Wird anschließend noch eine vollflächige dünne Spachtelschicht zur Erlangung einer Q3-Oberfläche aufgebracht, lässt sich auch damit nicht mehr retten, was in der Fuge versäumt wurde. Der dünne Auftrag von Spachtelmasse, der nur dem Porenverschluss des Kartons dient, um das Saugverhalten anzugleichen, ist nicht in der Lage, Unebenheiten im Millimeter-Bereich auszugleichen.
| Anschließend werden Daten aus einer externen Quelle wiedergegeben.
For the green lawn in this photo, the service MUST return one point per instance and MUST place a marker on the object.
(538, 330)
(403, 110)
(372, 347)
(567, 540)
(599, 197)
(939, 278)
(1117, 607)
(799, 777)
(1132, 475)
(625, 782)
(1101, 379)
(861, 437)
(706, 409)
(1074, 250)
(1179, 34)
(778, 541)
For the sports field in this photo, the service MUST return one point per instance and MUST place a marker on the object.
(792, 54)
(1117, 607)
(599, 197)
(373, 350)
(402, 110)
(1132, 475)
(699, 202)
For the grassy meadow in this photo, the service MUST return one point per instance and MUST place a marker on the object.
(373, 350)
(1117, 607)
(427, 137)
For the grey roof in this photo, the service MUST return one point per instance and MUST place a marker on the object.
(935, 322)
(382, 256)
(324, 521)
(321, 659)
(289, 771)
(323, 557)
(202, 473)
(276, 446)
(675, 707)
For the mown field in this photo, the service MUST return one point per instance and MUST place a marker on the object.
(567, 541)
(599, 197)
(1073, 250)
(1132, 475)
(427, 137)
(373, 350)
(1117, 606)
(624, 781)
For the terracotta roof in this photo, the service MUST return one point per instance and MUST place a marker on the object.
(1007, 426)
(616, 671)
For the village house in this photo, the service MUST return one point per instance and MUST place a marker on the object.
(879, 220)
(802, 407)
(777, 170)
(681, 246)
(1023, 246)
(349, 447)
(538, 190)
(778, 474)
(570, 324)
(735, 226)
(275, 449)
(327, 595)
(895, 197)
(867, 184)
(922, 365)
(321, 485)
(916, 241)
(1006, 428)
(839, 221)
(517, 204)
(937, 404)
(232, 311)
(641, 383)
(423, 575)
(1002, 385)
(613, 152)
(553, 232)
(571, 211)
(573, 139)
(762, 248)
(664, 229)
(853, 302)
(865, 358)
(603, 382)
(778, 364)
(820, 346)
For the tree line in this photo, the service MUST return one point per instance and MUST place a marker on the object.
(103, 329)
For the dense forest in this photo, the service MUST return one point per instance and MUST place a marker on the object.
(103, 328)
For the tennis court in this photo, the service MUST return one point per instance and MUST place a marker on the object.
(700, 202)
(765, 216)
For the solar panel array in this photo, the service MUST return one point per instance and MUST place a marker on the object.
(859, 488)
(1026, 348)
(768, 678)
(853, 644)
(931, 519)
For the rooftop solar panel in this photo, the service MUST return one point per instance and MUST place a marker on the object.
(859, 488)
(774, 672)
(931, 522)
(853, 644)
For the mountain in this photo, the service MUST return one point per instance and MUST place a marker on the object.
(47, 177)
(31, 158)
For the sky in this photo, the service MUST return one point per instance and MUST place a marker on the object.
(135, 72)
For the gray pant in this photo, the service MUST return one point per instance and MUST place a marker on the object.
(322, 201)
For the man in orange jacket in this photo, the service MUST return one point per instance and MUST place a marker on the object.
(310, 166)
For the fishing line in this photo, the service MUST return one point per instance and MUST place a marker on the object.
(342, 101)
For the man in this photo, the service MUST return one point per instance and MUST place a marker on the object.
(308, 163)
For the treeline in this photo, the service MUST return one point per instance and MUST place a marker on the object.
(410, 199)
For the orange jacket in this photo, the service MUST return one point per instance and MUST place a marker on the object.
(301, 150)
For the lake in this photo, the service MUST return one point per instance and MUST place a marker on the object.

Oft bleiben deshalb viele Fugen selbst bei Q3-Spachtelungen nach der Beschichtung deutlich sichtbar und führen nicht gerade zu Begeisterung beim Auftraggeber.
Bei HRAK-Fugen ist dies besonders ärgerlich, da diese mit relativ wenig Aufwand eben gespachtelt werden könnten. Doch auch angefaste Schnittkantenfugen werden tendenziell optisch noch mehr als gewohnt auffallen, wenn sie mit verformten Glättkellen gespachtelt werden.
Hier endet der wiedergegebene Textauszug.